22 - Memory Almost Full - I see this an an ambitious album but fails somewhat in execution. I'm not sure if the vocals are that great on some tracks. But then you've got tracks like 'Only Mama Knows' which recall the likes of 'Junior's Farm' and the best Macca rockers. My favourite songs on this are Vintage Clothes and Feet in the Clouds, which in the grand scheme of things, function as a small part of a greater whole. But the best song would be 'Mr Bellamy' - songwriting genius at work again.
23 - Driving Rain - could never get into this album. At the time, like most 20-somethings, I was into mostly grunge and nu-metal and Macca's stuff from Off The Ground onwards had become a bit naff. This album did nothing to change my mind.
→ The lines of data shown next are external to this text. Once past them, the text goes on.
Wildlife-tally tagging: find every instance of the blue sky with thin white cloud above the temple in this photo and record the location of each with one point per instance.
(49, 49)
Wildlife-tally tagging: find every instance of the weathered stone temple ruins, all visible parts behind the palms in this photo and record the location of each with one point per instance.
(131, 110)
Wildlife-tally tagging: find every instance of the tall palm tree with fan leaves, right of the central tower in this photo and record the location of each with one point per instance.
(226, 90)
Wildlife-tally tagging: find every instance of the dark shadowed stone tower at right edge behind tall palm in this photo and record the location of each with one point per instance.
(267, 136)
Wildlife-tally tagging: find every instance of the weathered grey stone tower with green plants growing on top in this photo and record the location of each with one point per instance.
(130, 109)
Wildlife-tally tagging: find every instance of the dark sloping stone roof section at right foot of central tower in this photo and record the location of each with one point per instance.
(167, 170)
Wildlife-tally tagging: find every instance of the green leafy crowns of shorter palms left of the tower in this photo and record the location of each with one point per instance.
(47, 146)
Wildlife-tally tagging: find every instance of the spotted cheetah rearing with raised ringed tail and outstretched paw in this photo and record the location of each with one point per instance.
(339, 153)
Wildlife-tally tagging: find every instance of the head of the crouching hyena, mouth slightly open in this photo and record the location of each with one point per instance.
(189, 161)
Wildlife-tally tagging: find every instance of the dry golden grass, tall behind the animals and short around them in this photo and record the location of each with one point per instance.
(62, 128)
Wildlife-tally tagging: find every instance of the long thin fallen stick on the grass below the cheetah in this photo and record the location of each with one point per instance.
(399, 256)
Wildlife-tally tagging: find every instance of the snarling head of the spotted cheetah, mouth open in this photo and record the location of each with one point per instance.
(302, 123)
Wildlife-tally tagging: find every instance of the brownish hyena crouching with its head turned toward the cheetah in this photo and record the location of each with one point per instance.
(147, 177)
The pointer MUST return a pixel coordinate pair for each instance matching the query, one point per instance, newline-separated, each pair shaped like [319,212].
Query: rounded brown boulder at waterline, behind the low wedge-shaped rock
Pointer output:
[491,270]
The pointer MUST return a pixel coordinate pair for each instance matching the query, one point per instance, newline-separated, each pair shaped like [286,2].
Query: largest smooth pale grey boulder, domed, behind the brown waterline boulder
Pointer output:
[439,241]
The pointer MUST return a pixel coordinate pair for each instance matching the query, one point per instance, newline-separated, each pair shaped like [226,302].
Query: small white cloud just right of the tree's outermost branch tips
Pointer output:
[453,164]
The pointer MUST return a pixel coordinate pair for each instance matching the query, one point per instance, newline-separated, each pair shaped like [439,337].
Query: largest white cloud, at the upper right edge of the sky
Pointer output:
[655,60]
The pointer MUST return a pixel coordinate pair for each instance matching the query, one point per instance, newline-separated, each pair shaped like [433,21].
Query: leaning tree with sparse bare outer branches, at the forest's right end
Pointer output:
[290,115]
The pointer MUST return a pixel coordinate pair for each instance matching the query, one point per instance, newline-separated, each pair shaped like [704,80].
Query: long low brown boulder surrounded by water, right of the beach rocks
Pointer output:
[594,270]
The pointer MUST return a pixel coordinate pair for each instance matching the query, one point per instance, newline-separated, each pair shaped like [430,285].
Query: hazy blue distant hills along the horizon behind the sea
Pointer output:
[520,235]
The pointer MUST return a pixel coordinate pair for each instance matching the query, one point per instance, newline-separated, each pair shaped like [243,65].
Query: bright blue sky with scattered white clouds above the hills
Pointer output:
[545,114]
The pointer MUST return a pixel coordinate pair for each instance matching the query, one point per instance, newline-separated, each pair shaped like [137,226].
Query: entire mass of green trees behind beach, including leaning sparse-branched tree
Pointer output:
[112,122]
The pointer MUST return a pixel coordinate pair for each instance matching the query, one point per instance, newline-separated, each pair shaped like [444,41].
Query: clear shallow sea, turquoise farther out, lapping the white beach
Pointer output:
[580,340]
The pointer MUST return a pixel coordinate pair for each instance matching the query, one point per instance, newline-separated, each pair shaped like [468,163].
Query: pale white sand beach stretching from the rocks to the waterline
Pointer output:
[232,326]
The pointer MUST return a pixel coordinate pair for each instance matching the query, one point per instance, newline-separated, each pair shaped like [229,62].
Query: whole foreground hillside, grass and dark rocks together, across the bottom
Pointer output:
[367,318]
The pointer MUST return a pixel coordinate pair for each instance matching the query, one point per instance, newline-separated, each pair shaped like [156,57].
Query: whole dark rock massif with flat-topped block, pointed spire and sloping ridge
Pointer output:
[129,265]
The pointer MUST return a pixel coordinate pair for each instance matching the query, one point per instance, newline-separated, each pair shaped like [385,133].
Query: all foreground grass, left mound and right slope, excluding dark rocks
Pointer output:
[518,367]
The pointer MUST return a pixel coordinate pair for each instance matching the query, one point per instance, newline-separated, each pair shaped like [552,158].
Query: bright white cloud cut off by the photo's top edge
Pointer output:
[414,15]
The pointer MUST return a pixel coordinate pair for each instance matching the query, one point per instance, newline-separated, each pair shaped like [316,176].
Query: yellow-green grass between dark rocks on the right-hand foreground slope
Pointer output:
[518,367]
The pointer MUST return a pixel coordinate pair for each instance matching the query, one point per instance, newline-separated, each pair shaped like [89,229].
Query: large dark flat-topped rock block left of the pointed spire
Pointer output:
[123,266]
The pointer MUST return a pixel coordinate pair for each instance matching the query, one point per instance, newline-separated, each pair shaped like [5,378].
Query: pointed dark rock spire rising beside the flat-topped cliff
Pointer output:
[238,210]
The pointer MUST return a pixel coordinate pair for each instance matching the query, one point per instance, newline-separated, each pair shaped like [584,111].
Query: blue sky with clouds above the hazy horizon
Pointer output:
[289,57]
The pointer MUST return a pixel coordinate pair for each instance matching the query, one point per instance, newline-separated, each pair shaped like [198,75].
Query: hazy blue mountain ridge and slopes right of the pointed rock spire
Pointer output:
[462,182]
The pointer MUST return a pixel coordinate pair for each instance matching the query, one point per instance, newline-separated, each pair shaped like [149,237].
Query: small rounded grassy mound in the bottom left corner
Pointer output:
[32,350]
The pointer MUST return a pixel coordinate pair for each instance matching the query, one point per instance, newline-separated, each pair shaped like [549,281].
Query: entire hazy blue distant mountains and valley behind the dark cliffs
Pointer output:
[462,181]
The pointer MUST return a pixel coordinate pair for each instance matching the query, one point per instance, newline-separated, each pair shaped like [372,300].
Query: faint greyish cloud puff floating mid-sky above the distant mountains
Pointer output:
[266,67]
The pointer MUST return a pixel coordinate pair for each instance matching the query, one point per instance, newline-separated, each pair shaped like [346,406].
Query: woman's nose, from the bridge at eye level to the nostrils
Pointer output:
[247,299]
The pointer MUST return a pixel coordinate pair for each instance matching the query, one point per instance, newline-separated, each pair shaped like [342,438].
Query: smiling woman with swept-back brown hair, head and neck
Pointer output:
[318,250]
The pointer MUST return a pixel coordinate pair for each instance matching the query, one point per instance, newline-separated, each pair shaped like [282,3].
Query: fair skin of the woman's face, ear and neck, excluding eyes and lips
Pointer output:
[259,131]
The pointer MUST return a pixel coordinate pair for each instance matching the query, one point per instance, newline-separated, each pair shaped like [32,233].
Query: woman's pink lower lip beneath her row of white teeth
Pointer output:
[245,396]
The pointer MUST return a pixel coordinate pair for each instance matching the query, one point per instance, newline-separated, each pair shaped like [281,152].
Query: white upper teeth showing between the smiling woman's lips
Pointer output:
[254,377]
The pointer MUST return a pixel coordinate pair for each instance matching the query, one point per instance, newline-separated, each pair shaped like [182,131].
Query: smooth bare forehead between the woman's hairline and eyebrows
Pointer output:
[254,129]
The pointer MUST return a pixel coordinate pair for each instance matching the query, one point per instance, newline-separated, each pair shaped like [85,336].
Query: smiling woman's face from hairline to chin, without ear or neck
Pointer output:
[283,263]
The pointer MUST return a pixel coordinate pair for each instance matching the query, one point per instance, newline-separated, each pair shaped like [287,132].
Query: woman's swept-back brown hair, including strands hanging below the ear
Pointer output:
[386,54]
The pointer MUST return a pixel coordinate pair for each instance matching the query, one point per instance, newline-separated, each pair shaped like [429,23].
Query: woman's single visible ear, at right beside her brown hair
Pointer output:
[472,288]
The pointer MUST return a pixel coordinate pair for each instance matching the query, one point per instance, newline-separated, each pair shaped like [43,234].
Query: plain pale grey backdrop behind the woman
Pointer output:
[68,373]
24 - Unplugged - one of the first-ever unplugged albums it certainly has its moments and good to rediscover and listen to every now and then. Featuring charming versions of 'Every Night' and 'We Can Work It Out', and the first song Macca ever wrote - 'I Lost My Little Girl'.
25 - Electric Arguments - (even though it's Fireman it may as well be a Macca album) - I know a lot of people regard it as Macca at his more experimental but I find the loops and songs themselves lacking some true substance and they're a bit repetitive and I'm not a fan of the reverb-heavy drum sounds either. And I don't think 'Sing The Changes' was that great a song either. And yet it somehow got a lot of airplay at concert performances. Hmmm.
26 - Kisses on the Bottom - nothing on this album appeals to me at all. Well, 'My Valentine' is good, and 'The Inch Worm' (also once done by Mary Hopkin), but the rest of it - not my cuppa tea.
Well, that was fun! Should have a go at doing this with the Beatles albums!